Comment from oncologist 11 years in practice:
...[clinicians’] preference may lean toward verbal communication, delivering essentially the same information verbally as the i-SDM system presents visually. However, I do see a valuable role for this in the clinic that we could display it briefly, maybe for 2 or 3 minutes, while explaining things [to cancer patients] (comment from oncologist 11 years in practice)."
The six step-by-step structure, because it is a discipline on the specialist and an opportunity for the patient, seems to have contributed to a more open dialogue:
Through this step-by-step SDM [process], cancer patients like me have the opportunity to learn each treatment option’s survival rates and risks, acknowledge various cancer research or resources, and I can calm myself down even [cancer] has so much uncertainty and is very complex.
There was also a sense amongst the clinicians that patients are going to go online anyhow, and so it is better they have the confidence of more accurate and more personalised information delivered through the specialist AI app. The Cornell researchers commented:
Such improved knowledge and engagement could potentially lead to better health outcomes, as some patients acknowledged: ‘When you feel confident and optimistic about a clinical decision and staff, your medical or health outcome will be better’ (...thyroid and triple-negative breast cancer patient). One likely outcome is improved treatment adherence, as patients may better comply with the chosen treatment plan if they feel that they understand it and have an active role in the decision-making process.
There were also some doubting Thomases amongst both clinicians and patients:
Some clinicians were concerned that i-SDM which may be required to allocate extra time and energy to explain to patients. A clinician who refused point blank to participate in the i-SDM pilot stated that having to negotiate with patients about treatments could lead to suboptimal outcomes and most patients lacked the background necessary to understand medical information and make a good decision.

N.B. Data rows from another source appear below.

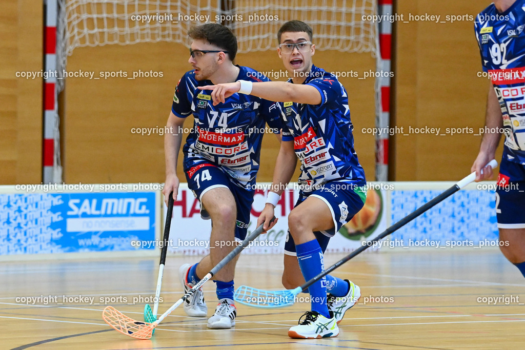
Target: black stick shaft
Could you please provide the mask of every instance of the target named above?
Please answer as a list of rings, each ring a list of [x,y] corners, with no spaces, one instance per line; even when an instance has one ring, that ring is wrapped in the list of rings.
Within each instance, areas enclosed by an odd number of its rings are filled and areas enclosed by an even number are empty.
[[[170,194],[167,200],[167,212],[166,213],[166,225],[162,240],[164,243],[161,250],[161,261],[159,264],[164,265],[166,262],[166,253],[167,252],[168,240],[170,238],[170,228],[171,227],[171,217],[173,215],[173,193]]]
[[[459,190],[459,187],[457,184],[454,185],[452,187],[450,187],[447,190],[445,191],[444,192],[442,193],[440,195],[439,195],[436,198],[433,198],[432,199],[427,202],[425,204],[423,204],[422,206],[416,209],[415,210],[412,211],[411,213],[410,213],[410,214],[404,217],[403,219],[401,219],[398,221],[397,221],[392,226],[387,228],[386,230],[383,231],[381,234],[380,234],[379,236],[377,236],[377,237],[376,237],[375,238],[374,238],[373,240],[370,241],[371,244],[366,245],[365,246],[361,246],[359,248],[353,251],[353,252],[352,252],[351,253],[345,256],[344,258],[343,258],[342,259],[341,259],[340,260],[334,263],[333,265],[332,265],[330,267],[327,268],[326,270],[325,270],[321,273],[319,273],[318,275],[317,275],[312,279],[310,280],[309,281],[307,281],[304,284],[301,286],[301,288],[302,289],[302,291],[304,292],[308,289],[309,287],[310,287],[313,283],[316,283],[316,282],[320,280],[321,278],[322,278],[326,275],[328,274],[329,273],[333,271],[334,270],[339,267],[340,266],[341,266],[341,265],[342,265],[345,262],[350,260],[355,256],[358,255],[358,254],[363,251],[364,250],[365,250],[367,249],[368,249],[371,246],[373,245],[374,242],[377,242],[381,239],[383,239],[388,235],[392,234],[393,232],[397,230],[403,226],[404,226],[405,225],[406,225],[407,224],[408,224],[408,222],[412,221],[415,218],[416,218],[416,217],[422,214],[423,213],[432,207],[434,206],[438,203],[442,201],[444,199],[447,198],[448,197],[450,196],[451,195],[452,195],[452,194],[455,193],[456,192],[457,192],[458,190]]]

While AI does allow more personalisation, some clinicians and patients expressed concern that AI could not capture the complexity of cancer treatment:
A lot of cancer patients need personalized care because their scenarios are pretty complex. That’s why AI could only cover some common basic diseases but not complex diseases like cancer. For example, I had knee surgery, and got sepsis three months before being diagnosed with breast cancer. AI can predict each singular disease, but the combination would be very complex and need senior doctors’ inputs (stage 1 breast cancer patient).
Some patients considered that SDM wrongly shifted some of the burden and responsibility for their treatment onto them and they wanted the specialist to make a knowledgeable decision on their treatment.
Conclusion
The Cornell researchers drew the following conclusions from their pilot:
The i-SDM platform reinforced, rather than cheated, the patient-clinician relationship: most patients affirmed their specialist’s recommended treatment program.
This was because patients clearly understood AI would never be a substitute for clinicians’ decision-making. Instead, by providing personalised analytics and well-vetted data, patients can feel more confident in their specialist’s recommendations.
There is also a way to improve the use of AI as a tool in the patient-clinician relationship:
AI needs to be trained on more accurate data on the impact of comorbidities.
The generalised public distrust of AI needs to be especially addressed in the medical realm by developers, such as by better explaining how AI works and stronger privacy protections.
Sadly, you also have to wonder whether hearing the bad news from a computer rather than a human shows how online-habitual we have become.